L’assurance-crédit n’est pas systématique chez les exportateurs
Une autre leçon est à tirer des conséquences de cette guerre. Il s’agit de la nécessité de contracter des assurances, dont la plus importante est l’assurance-crédit qui couvre contre le défaut de paiement du client. Ce risque peut être lié à l’insolvabilité du client lui-même, comme il peut être relatif à des facteurs externes comme les risques politiques, la guerre…qui empêchent l’acheteur d’honorer ses engagements.
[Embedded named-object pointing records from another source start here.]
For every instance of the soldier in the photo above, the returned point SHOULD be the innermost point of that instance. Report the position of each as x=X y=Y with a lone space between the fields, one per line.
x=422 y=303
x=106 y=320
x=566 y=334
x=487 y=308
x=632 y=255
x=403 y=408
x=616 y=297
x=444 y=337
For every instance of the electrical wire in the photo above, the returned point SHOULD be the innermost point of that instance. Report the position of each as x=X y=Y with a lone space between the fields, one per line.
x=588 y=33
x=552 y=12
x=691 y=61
Aux dires de certains responsables, les exportateurs marocains ne contractent pas forcément cette assurance. Ce qui pourrait les mettre dans une situation difficile si un malheur arrive. A cette date, aucun sinistre n’a été déclaré au sein de la SMAEX. Si cela arrive, l’assurance consiste à rembourser 90% du montant du sinistre, à condition qu’il soit déclaré dans un délai d’un mois après sa production. Cela dit, si après indemnisation, le client reçoit son dû, il devra restituer l’indemnité qu’il a perçue. Actuellement, cette couverture est suspendue sur la Russie chez l’ensemble des assureurs, en attendant une amélioration de la situation.